At predominantly white institutions, counseling-staff members often don’t know how to talk with Black students, Johnson added. Sometimes, she said, students end up taking time out of their therapy sessions to explain social, economic, and cultural problems affecting Black families to their white therapists.

“Of course, when that happens, you don’t want to come back,” she said.

This fall, making sure students of color can connect with culturally competent mental-health providers will be key, mental-health experts say.

Before Stacia Alexander arrived at Paul Quinn College, in 2018, the historically black institution in Texas had a mental-health provider on campus for only a few hours each week, from the nearby University of Texas Southwestern Medical Center.

Once Alexander took over as the college’s first mental-health-clinic coordinator, she tried a direct form of outreach: She handed out her cellphone number to students at orientation and told them to text her when they were having a bad day. One of the biggest barriers to accessing care, she said, is that students don’t know where to go.

It worked. And many students told her how excited they were to have a Black therapist to talk with.

But students were texting her all night, she said. So, earlier this year, Paul Quinn joined with TimelyMD, a teletherapy company, to ease the burden. Now students can reach a therapist 24/7 through the TimelyMD app, which offers access to providers from a wide range of cultural backgrounds.

Accessibility, experts say, should be another top priority for colleges trying to better reach students of color with mental-health resources.

Dozens of colleges, including George Washington University, Texas A&M University, and Mississippi State University, are offering quick drop-in consultations with therapists meant for students of color. The program, known as “Let’s Talk,” typically is set up at different locations across campus during a given week, often in student unions or cultural centers. For now, the drop-in sessions are happening virtually.

Brown University’s counseling center uses a flexible-care model, in which most students are served through 25-30-minute sessions that they can schedule just once, or as often as they want. Continuing 50-minute counseling appointments reflect a Western-centric care approach that doesn’t appeal to many students of color, said Will Meek, director of counseling and psychological services.

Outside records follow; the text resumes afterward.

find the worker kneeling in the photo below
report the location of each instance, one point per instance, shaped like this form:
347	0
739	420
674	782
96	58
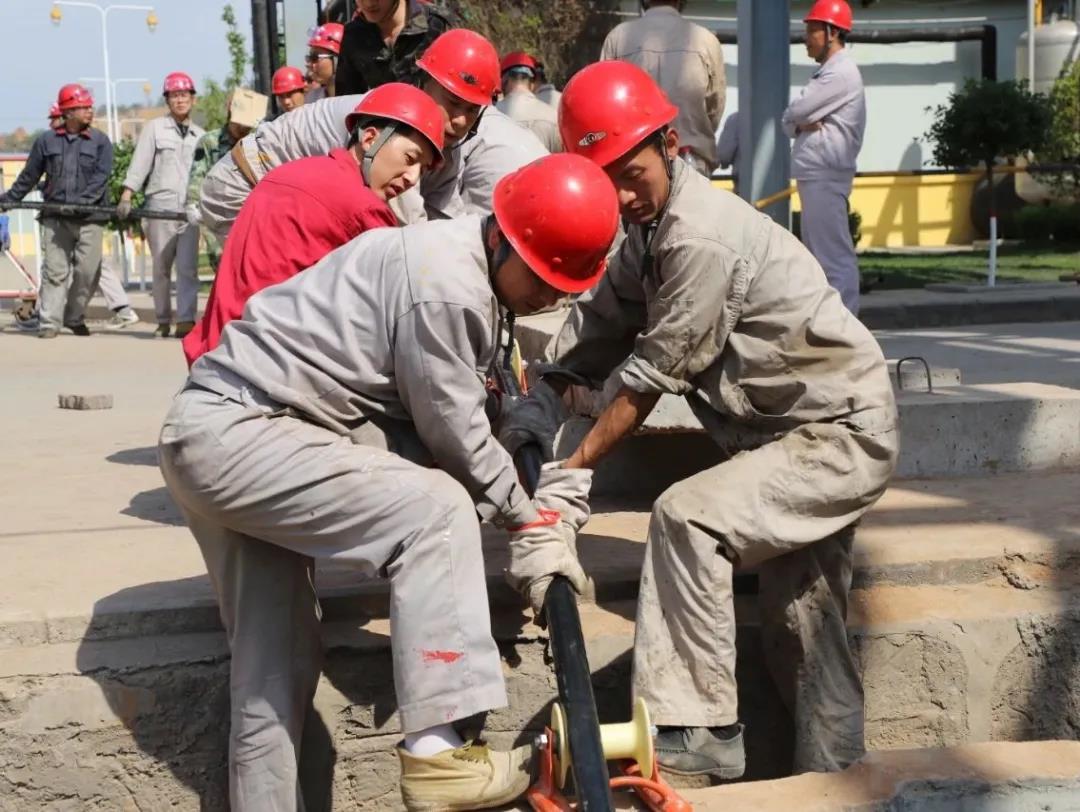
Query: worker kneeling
710	299
395	329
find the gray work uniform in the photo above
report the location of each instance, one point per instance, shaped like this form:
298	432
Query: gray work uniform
395	328
687	62
161	161
736	315
77	168
541	119
823	165
549	95
501	146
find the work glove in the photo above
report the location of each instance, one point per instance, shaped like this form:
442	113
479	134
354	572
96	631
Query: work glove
548	546
535	418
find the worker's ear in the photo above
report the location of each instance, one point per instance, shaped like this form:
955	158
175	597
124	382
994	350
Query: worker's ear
671	143
494	234
367	137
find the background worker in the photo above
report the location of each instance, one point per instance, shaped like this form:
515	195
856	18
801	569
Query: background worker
544	90
687	62
394	329
827	122
385	39
710	299
55	117
304	210
319	127
323	50
76	160
521	104
288	86
161	162
211	148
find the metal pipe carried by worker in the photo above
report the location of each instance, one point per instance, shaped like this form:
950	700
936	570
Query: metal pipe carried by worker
70	208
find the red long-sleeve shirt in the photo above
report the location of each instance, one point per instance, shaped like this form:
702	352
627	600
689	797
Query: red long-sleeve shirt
297	214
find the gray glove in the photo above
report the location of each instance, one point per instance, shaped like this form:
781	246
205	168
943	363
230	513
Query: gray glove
548	546
536	418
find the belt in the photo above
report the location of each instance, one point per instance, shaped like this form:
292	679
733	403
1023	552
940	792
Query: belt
243	166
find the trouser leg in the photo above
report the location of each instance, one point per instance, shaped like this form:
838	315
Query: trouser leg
774	500
304	488
804	607
112	289
270	614
86	268
58	242
162	237
826	234
187	272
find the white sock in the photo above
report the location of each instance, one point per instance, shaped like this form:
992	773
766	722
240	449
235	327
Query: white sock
432	741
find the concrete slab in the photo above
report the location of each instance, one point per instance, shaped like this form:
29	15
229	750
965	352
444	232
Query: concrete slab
983	777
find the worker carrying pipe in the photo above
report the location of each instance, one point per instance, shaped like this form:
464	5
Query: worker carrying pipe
827	122
342	417
460	71
710	299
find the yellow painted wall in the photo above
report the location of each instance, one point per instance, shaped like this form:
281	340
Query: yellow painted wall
926	211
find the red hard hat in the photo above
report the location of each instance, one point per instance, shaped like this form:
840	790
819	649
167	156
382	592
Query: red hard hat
833	12
178	81
517	59
400	102
73	96
559	213
286	80
327	37
463	63
610	107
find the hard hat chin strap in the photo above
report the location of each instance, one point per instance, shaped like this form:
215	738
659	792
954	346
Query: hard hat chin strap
385	134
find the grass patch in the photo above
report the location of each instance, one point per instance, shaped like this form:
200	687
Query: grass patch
1021	264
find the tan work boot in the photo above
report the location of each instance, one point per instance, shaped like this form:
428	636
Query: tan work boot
471	776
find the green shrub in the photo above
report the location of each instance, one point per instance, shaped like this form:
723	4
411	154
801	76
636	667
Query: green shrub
1034	224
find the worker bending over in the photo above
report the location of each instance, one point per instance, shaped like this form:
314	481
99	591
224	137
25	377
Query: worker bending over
394	332
304	210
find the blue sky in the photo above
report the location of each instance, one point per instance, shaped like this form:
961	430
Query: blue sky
37	56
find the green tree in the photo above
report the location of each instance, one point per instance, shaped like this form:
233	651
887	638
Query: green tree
564	35
1063	146
986	121
212	105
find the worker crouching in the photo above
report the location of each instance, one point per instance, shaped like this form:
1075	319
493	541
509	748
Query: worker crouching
392	335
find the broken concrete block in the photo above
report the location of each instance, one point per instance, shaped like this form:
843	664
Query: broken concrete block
85	403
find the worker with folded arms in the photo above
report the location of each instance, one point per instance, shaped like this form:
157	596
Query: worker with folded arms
161	162
304	210
827	122
711	300
392	332
520	103
460	71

Since March, he said, no Brown student has waited more than a day to see one of the university’s campus therapists, a staff that Meek describes as culturally diverse. The university uses a third party to further expand access…

…Some colleges are turning to online platforms to try to reach students before they spiral into anxiety or depression. More than 120 institutions are offering You at College, which compiles mental-health and well-being resources tailored to campuses.

Nathaan Demers, a former campus psychologist who’s now vice president and director of clinical programs at Grit Digital Health, which worked with Colorado State University to develop You at College three years ago, said students’ use of the platform increased by 153 percent in the first five weeks of the pandemic compared with the previous three months.

The platform recently added resources that address the racial-injustice crisis, on how to make one’s voice heard effectively and how to maintain self-care as an activist. California State University at Fullerton conducted a study this spring and found that students of color used the You at College platform at a higher rate than white students did, Demers said.

Students can use You at College on their phones, and they can do so privately, which is especially important for students who are staying with their families and wouldn’t feel comfortable speaking with a therapist in that environment, he said.”

As colleges prepare for how they will re-open in the fall and strengthen support services for students, this article has a number of timely suggestions.